Ultraprocessados ocupam 18% da dieta dos potiguares

Foto: Divulgação

Associados a doenças crônicas, produtos impactam na saúde e devem ser evitados, orienta nutricionista

Uma pesquisa realizada pela Faculdade de Saúde Pública da Universidade de São Paulo (USP) identificou a presença de alimentos ultraprocessados na dieta da população em todos os 5.570 municípios brasileiros. No Rio Grande do Norte, esses produtos já representam 18,7% do consumo alimentar da população, com aumento de três pontos percentuais (21,2%) na capital. 

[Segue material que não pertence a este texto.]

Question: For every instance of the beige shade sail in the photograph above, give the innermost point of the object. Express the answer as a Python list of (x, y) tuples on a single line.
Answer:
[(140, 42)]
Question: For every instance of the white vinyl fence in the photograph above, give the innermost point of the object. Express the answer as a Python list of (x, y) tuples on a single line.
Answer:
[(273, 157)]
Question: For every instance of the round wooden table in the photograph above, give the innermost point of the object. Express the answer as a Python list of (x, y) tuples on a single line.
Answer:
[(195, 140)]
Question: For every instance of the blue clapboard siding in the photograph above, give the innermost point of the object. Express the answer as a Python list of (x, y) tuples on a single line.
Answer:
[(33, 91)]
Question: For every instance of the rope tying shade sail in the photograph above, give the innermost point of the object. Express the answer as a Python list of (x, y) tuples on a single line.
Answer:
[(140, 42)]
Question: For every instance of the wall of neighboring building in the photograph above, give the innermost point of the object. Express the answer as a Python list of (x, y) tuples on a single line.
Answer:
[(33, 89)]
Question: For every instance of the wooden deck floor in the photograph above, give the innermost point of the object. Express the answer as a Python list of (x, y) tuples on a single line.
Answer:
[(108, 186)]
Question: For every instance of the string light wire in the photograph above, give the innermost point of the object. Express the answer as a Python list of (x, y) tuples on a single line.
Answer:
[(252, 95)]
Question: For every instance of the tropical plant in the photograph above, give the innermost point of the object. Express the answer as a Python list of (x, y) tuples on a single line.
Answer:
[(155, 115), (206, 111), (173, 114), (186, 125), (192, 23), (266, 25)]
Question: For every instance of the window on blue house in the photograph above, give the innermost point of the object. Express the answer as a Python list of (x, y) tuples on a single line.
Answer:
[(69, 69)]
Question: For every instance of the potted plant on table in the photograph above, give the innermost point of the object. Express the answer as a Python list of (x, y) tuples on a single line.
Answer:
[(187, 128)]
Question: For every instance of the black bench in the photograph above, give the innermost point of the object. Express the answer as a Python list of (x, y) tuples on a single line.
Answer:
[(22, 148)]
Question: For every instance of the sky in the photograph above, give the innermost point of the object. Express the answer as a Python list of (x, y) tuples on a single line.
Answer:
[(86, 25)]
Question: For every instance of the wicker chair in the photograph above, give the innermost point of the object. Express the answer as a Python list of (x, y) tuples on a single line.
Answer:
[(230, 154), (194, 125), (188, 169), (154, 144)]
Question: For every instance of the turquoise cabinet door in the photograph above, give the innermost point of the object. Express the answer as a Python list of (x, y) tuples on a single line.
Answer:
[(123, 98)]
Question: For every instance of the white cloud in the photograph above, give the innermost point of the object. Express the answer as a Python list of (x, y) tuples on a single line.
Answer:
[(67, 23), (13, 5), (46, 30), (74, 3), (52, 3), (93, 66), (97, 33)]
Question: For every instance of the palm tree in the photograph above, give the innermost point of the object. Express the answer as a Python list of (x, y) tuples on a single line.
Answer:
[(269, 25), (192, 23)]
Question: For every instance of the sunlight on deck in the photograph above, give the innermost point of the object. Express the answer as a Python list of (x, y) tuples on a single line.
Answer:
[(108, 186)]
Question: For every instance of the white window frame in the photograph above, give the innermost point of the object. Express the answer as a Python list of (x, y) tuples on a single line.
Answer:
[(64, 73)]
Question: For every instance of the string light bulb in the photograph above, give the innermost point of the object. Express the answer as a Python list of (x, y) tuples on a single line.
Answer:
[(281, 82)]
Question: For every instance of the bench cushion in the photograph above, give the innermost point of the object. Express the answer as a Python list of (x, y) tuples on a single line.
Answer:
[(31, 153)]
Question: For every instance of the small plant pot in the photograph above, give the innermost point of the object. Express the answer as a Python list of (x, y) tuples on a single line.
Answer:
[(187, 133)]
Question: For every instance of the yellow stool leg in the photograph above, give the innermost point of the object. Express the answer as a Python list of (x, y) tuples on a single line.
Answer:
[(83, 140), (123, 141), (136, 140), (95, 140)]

O levantamento também mostrou que o consumo varia entre os municípios. Em Parnamirim, os ultraprocessados representam 20,3% das calorias diárias, seguido por Mossoró (18,0%), Caicó (17,5%) e Extremoz (17,3%). Na outra ponta, Paraná e Jardim de Angicos registram os menores índices, com 13,2%.

Para Rodrigo Rüegg, docente de Nutrição da Estácio, esse cenário não surpreende. “O fato de esse padrão estar presente em praticamente todos os municípios mostra que não é mais um fenômeno localizado, mas estrutural, ligado ao sistema alimentar e ao ambiente em que vivemos”, afirma.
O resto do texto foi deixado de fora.